Taylor Lecture 2020: Report
We were delighted to welcome Professor Jonathan Bolton to deliver the Taylor lecture on 18 February 2020, which was attended by more than 100 staff and students from across the languages and literatures represented by the faculty. Professor Bolton is Professor of Slavic Languages and Literatures at Harvard, and a specialist in 20th-century Czech literature and cultural history. His book Worlds of Dissent (Harvard University Press 2012) is widely considered the definitive account of the Czech dissident movement. While in Oxford, Prof. Bolton also conducted a translation workshop with undergraduate students of Czech, and a roundtable on late socialism with colleagues from the sub-faculty of Russian and other Slavonic languages.
His Taylor lecture, entitled ‘Pathways of the Political Novel in Eastern Europe’ proposed a path-breaking new perspective on the political novel, a notoriously difficult genre to define.

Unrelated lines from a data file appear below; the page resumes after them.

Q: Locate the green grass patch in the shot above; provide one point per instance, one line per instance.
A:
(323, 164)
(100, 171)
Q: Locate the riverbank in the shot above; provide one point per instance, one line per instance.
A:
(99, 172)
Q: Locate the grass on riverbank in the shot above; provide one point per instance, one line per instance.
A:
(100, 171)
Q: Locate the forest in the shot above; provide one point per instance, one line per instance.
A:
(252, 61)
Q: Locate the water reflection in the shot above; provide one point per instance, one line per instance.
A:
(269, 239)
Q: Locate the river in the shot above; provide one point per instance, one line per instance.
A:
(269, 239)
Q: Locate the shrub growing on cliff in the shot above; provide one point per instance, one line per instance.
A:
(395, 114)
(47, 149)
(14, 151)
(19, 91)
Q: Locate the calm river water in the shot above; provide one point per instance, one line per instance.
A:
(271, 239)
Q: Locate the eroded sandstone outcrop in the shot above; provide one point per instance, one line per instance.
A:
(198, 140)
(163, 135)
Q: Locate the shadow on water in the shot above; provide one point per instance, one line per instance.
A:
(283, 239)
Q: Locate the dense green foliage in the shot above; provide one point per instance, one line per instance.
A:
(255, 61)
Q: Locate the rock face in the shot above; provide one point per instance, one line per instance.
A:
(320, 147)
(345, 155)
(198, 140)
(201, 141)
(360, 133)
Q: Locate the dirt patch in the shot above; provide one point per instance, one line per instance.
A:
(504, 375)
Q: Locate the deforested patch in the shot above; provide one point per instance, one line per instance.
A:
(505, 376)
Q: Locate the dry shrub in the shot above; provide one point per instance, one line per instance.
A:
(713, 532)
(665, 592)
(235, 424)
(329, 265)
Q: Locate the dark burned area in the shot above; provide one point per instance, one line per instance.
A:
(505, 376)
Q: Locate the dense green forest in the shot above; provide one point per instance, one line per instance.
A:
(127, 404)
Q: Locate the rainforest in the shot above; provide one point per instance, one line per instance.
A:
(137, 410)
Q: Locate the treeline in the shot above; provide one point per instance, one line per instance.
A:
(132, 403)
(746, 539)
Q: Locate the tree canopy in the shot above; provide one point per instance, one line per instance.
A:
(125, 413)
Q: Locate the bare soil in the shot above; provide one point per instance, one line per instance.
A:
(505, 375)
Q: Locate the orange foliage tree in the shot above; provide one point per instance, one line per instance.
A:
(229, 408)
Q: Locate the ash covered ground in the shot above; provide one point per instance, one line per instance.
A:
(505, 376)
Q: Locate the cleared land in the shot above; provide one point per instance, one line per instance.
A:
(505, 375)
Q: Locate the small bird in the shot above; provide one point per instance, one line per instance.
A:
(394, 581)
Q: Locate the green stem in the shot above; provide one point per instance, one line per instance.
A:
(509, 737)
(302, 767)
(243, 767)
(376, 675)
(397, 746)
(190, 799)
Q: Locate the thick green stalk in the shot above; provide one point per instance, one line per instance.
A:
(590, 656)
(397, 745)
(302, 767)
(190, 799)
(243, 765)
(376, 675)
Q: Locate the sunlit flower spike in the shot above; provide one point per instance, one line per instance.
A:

Professor Bolton began and ended his lecture with an under-appreciated Czech work, Zdena Salivarová’s 1972 novel Honzlová (translated into English in 1973 as Summer in Prague). This novel’s subtle perspective on political activities and identities was contrasted to the two types of the political novel canonised by mid-20th-century American critics, which Bolton termed the novel of revolutionary ideologies, and the novel of state surveillance.
The lecture fascinatingly charted the literary portrayal of the psychological impact of ideology from Dostoevsky’s The Possessed to the novels of Orwell, Koestler, Conrad and Solzhenitsyn. Shifting attention to later novels of state surveillance, it highlighted how writers such as Solzhenitsyn and Kundera had been mis-read through a narrowly political prism. Professor Bolton concluded with an encouragement to broaden our sense of how novels can be written and read politically.